[amsat-bb] Conventions for apogee and perigee altitudes?

Phil Karn karn at ka9q.net
Sun Oct 1 09:30:40 UTC 2017


I've been returning to satellite tracking software after a while (I
wrote some early AMSAT tools in the early 1980s) and am wondering if
there has ever been a resolution of the exact definitions of "apogee
height" and "perigee height".

The simple geometric definitions of "perigee" and "apogee" are the
points where the spacecraft is the closest to or farthest from the
center of the earth. This is easy if you assume the earth is a perfect
sphere; all you need is the semimajor axis a and the eccentricity e:

apogee = a * (1+e) - earth_radius
perigee = a * (1-e) - earth_radius

But reality is more complicated than that. For a nonequatorial orbit the
apogee and perigee usually occur over some point off the equator where
the earth's radius is smaller than at the equator.
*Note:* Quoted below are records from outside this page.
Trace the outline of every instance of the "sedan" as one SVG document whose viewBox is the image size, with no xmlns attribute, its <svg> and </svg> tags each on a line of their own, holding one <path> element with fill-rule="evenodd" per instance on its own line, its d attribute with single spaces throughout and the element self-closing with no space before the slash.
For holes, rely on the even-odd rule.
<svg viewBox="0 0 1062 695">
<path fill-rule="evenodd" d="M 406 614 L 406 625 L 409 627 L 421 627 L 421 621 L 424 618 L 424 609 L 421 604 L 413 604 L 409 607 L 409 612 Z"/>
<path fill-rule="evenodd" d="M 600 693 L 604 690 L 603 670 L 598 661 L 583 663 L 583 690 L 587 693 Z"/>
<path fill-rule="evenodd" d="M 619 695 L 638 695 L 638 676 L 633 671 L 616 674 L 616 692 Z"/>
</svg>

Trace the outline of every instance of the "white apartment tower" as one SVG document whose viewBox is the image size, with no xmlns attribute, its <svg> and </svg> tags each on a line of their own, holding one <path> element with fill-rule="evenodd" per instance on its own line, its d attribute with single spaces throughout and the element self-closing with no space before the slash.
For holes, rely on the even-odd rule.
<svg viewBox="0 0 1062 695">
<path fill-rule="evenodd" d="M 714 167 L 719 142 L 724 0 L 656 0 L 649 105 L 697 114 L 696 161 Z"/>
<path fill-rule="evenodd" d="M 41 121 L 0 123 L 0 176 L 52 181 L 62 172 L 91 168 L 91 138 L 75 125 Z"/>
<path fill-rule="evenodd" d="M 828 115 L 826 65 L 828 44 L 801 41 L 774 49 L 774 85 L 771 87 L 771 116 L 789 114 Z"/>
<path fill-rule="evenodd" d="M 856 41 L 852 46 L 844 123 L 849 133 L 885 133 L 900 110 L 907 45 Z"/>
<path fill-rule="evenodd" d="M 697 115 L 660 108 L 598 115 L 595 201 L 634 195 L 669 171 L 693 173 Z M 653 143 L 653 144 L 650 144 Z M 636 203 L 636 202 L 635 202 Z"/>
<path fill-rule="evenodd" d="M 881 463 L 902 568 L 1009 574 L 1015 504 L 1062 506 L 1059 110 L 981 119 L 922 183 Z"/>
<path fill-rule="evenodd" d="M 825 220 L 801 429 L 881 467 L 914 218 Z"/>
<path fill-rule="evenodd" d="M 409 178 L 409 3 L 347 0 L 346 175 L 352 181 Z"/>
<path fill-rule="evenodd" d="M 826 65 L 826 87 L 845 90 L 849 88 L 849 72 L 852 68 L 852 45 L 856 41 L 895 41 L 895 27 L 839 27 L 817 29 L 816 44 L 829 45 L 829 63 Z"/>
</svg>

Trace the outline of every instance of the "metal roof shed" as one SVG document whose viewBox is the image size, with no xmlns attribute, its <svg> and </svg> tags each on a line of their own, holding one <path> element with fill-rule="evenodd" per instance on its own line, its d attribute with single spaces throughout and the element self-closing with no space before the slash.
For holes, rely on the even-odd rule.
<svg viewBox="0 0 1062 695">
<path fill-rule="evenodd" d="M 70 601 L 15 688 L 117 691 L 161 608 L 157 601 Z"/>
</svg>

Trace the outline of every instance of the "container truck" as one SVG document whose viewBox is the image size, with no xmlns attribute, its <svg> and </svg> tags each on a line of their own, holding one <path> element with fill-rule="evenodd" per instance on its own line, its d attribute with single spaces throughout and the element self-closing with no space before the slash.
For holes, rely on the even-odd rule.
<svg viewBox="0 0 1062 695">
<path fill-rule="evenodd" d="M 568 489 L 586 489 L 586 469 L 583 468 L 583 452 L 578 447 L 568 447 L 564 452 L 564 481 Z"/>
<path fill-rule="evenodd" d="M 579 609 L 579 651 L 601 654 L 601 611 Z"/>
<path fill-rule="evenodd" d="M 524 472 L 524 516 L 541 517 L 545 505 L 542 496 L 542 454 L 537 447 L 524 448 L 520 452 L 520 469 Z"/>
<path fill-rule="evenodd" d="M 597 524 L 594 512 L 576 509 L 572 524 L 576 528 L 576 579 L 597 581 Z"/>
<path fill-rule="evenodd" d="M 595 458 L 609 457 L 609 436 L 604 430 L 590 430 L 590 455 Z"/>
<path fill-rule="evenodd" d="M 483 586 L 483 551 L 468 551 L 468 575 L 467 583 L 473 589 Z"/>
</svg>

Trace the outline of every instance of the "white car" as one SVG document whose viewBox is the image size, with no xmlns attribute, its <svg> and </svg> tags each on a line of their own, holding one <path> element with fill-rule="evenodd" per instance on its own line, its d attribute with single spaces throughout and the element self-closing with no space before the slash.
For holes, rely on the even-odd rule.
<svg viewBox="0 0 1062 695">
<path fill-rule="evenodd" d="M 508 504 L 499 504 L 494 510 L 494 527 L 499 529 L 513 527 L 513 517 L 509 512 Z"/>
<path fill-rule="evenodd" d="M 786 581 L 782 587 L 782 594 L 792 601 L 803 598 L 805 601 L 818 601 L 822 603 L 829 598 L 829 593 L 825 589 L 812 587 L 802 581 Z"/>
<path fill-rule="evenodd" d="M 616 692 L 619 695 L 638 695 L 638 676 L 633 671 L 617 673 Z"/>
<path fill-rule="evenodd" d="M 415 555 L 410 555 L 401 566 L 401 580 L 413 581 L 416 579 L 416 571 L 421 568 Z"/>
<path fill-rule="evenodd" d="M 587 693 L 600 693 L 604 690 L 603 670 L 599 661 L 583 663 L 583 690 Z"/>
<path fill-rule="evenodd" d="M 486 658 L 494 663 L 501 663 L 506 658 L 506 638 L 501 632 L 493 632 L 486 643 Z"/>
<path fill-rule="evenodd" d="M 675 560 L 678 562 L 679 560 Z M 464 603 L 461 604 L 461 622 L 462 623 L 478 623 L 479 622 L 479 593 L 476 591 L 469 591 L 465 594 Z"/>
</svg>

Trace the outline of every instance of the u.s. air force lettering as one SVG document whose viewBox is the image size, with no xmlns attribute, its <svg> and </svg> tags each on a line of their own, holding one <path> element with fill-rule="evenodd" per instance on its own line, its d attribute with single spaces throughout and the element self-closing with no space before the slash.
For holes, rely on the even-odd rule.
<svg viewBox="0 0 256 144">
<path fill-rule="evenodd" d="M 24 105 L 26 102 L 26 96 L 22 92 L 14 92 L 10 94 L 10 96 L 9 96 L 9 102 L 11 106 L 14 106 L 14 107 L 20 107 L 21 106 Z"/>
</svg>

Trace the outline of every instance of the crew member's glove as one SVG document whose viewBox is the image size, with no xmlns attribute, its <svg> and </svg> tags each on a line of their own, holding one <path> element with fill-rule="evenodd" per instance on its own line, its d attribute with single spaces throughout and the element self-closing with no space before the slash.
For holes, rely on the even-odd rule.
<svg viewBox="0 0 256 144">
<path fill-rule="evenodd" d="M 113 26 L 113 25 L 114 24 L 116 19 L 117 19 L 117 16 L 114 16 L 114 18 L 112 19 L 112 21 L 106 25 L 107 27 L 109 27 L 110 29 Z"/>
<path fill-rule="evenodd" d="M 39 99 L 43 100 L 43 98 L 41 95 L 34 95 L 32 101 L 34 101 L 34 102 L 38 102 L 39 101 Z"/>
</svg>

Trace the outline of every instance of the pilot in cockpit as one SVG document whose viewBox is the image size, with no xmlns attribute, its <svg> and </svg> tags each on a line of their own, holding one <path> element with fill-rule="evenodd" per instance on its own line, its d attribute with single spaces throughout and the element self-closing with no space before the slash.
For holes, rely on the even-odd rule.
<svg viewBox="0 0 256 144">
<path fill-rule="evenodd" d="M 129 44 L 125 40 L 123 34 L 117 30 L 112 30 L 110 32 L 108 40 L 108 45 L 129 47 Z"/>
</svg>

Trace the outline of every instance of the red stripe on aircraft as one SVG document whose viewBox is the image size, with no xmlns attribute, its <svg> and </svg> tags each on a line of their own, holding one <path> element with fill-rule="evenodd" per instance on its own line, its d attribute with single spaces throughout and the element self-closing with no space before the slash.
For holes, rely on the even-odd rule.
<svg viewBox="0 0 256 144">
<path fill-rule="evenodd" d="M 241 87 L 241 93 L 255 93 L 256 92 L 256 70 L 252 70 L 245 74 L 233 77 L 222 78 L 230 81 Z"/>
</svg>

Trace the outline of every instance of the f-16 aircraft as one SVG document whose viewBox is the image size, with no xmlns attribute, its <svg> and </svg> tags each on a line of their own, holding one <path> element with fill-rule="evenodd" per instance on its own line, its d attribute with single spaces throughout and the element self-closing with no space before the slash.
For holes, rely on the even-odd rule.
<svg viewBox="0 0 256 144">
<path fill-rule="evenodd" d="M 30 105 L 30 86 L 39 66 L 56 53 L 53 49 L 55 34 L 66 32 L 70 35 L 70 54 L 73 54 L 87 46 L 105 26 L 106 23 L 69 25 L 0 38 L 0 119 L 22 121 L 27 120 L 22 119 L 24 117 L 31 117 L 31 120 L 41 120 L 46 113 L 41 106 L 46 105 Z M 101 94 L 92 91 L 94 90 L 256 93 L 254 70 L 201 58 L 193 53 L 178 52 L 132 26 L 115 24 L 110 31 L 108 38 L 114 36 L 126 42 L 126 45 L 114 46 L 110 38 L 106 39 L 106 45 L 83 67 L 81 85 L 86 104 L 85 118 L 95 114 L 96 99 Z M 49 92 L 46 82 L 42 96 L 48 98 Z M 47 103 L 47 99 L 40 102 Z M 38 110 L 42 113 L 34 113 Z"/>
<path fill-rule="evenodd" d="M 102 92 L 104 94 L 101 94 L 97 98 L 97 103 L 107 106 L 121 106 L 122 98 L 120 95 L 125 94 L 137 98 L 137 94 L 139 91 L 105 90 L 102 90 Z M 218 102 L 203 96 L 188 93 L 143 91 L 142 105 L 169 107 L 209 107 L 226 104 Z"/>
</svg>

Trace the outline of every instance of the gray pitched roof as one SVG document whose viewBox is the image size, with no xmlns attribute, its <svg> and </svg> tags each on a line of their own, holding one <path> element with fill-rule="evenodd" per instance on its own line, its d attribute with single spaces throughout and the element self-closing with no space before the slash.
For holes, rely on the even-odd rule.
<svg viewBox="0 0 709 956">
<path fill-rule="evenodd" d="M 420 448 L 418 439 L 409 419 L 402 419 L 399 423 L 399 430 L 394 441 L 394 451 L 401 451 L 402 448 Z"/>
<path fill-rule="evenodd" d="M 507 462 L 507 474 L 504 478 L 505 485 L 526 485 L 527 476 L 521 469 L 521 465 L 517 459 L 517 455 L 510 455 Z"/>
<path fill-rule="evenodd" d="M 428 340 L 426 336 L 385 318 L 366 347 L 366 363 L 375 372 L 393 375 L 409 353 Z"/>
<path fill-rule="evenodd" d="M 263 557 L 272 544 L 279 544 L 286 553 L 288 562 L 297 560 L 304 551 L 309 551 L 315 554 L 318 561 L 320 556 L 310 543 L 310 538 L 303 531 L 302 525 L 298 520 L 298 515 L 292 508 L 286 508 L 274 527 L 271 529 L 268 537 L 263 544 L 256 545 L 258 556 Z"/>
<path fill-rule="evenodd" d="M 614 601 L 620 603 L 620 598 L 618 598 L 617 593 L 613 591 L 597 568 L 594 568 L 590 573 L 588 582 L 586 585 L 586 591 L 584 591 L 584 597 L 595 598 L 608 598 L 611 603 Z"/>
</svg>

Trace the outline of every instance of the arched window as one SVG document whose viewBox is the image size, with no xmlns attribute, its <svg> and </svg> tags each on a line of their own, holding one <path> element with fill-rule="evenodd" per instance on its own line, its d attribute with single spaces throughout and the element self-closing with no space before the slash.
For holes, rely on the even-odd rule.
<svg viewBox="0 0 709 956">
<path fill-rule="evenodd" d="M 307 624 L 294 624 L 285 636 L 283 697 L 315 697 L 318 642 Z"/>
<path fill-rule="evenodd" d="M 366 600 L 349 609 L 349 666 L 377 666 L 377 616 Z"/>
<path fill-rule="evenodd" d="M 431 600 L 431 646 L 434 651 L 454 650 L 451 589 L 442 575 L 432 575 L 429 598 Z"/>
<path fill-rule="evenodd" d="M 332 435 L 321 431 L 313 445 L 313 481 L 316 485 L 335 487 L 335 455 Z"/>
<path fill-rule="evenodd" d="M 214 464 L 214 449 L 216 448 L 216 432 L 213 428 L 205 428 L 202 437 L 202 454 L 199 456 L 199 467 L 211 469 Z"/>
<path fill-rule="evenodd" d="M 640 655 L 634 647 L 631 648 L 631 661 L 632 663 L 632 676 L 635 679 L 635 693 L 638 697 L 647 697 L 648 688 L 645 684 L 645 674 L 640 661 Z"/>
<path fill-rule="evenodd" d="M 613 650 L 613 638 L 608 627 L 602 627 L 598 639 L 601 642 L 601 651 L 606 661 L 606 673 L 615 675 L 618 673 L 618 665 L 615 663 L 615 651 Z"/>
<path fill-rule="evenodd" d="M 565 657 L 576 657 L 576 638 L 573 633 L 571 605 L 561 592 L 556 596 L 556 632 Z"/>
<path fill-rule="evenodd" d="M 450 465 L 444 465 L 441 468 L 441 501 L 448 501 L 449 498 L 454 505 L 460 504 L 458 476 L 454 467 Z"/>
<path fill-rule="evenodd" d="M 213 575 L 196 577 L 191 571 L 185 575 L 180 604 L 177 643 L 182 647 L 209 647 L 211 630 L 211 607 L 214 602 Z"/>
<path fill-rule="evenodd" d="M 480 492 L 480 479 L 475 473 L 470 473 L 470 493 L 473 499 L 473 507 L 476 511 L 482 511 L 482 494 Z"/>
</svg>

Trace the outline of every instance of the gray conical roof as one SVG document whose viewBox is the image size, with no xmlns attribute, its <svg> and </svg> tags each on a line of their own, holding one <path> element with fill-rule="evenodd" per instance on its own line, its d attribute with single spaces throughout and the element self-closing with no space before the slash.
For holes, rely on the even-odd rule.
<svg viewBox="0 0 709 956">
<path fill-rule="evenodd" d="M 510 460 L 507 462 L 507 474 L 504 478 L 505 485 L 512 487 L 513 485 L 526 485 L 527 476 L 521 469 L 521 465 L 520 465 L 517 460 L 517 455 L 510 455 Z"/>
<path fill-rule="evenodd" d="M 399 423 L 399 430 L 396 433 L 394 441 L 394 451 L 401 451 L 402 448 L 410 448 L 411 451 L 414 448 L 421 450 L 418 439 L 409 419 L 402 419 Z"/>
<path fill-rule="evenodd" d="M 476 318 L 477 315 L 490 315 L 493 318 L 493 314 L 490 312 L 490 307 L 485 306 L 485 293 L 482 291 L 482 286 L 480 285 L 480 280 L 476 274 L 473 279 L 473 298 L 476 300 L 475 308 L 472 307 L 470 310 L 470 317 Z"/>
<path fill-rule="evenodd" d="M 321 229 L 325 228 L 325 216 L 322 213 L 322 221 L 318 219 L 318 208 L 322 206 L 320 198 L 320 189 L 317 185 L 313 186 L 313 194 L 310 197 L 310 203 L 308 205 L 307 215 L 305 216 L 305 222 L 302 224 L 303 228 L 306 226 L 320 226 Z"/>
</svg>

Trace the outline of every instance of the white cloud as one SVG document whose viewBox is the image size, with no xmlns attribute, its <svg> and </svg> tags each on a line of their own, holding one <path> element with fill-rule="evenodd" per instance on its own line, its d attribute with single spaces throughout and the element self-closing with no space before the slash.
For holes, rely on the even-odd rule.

You can correct for
this given the inclination and the argument of perigee, which together
tell you the latitude at which apogee and perigee occur; one will occur
in the northern hemisphere and the other will occur in the southern
hemisphere at the opposite latitude.

There's a complication here in that this is geocentric latitude, while
we more often use geodetic latitude on a daily basis. Converting
geodetic latitude to geocentric is fairly easy, but converting in the
other direction is like Kepler's equation: apparently there's no closed
form solution so you have to iterate.

But this is a relatively minor detail. The real problem comes when you
have a satellite with a relatively high inclination and an argument of
perigee close to 0 or 180 degrees; in this situation the satellite can
easily be farther from the earth's surface than *either* the calculated
apogee or perigee!

The ISS is a case in point at the moment. Using element set 906, which
has an argument of perigee of about 329 degrees I calculate an apogee of
408 km and a perigee of 402.4 km assuming an oblate earth and ignoring
the distinction between geodetic and geocentric latitude (which is
relatively small for this argument of perigee). But near the
southernmost point of its orbit, I calculate an altitude of about 421
km, well above both the perigee and apogee heights because the earth's
surface through the poles is more elliptical than the ISS's orbit.

So what conventions do people use? How meaningful do people expect these
figures to be? For a low altitude orbit like the ISS, the difference in
drag between 402 and 421 km is actually quite significant. At the very
least it would be nice if everybody used the same convention.